SlimSAM: 0.1% Data Makes Segment Anything Slim
Zigeng Chen, Gongfan Fang, Xinyin Ma, Xinchao Wang
TL;DR
SlimSAM tackles the challenge of compressing Segment Anything Model (SAM) with extremely limited training data. It introduces alternate slimming, which prunes and distills decoupled sub-structures (embedding and bottleneck) in alternating steps, and disturbed Taylor pruning to align pruning with distillation targets in a label-free setting.
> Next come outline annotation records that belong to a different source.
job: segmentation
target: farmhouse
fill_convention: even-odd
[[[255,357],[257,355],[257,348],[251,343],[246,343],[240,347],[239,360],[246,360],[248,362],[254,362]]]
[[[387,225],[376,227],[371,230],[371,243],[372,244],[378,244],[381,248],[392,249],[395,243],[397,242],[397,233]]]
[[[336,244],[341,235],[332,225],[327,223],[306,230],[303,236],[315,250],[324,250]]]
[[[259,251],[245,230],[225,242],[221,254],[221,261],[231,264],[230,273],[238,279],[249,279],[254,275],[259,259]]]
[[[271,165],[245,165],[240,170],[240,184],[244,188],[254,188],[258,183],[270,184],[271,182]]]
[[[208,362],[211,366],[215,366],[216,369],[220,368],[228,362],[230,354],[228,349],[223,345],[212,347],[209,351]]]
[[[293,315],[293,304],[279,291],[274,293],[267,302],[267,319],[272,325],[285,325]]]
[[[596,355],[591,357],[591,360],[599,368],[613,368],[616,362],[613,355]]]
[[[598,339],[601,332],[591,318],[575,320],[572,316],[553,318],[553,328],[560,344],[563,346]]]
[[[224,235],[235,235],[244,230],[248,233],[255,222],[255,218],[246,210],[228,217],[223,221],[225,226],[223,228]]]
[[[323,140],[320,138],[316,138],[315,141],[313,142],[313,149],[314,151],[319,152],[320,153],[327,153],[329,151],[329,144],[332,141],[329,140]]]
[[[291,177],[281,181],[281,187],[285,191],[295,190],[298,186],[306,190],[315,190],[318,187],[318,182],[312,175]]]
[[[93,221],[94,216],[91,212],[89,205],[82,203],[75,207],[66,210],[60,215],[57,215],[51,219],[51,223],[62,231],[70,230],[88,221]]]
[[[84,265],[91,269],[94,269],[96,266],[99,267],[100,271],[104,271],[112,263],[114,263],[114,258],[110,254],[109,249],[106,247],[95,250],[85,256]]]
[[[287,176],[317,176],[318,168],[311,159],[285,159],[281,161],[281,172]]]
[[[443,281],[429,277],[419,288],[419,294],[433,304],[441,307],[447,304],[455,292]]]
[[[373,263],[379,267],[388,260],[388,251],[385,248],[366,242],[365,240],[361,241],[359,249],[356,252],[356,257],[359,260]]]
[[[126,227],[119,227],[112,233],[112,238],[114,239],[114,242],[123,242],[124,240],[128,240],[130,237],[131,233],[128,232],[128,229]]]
By decomposing the model and using dynamic distillation losses across embedding and bottleneck stages, SlimSAM achieves substantial parameter and MAC reductions (to $1.4\%$ and $0.8\%$ of the original) while using only $0.1\%$ of the training data, with inference speedups up to $8.6\times$ on a Titan RTX. The approach outperforms existing SAM compression methods under the same or lower data budgets, demonstrating that effective knowledge inheritance from a pre-trained SAM can be preserved with minimal data and compute.
Abstract
Current approaches for compressing the Segment Anything Model (SAM) yield commendable results, yet necessitate extensive data to train a new network from scratch. Employing conventional pruning techniques can remarkably reduce data requirements but would suffer from a degradation in performance. To address this challenging trade-off, we introduce SlimSAM, a novel data-efficient SAM compression method that achieves superior performance with extremely less training data. The essence of SlimSAM is encapsulated in the alternate slimming framework which effectively enhances knowledge inheritance under severely limited training data availability and exceptional pruning ratio. Diverging from prior techniques, our framework progressively compresses the model by alternately pruning and distilling distinct, decoupled sub-structures. Disturbed Taylor pruning is also proposed to address the misalignment between the pruning objective and training target, thereby boosting the post-distillation after pruning. SlimSAM yields significant performance improvements while demanding over 10 times less training data than any other existing compression methods. Even when compared to the original SAM, SlimSAM achieves approaching performance while reducing parameter counts to merely 1.4% (9.1M), MACs to 0.8% (23G), and requiring only 0.1% (10k) of the SAM training data. The code is available at http://github.com/czg1225/SlimSAM.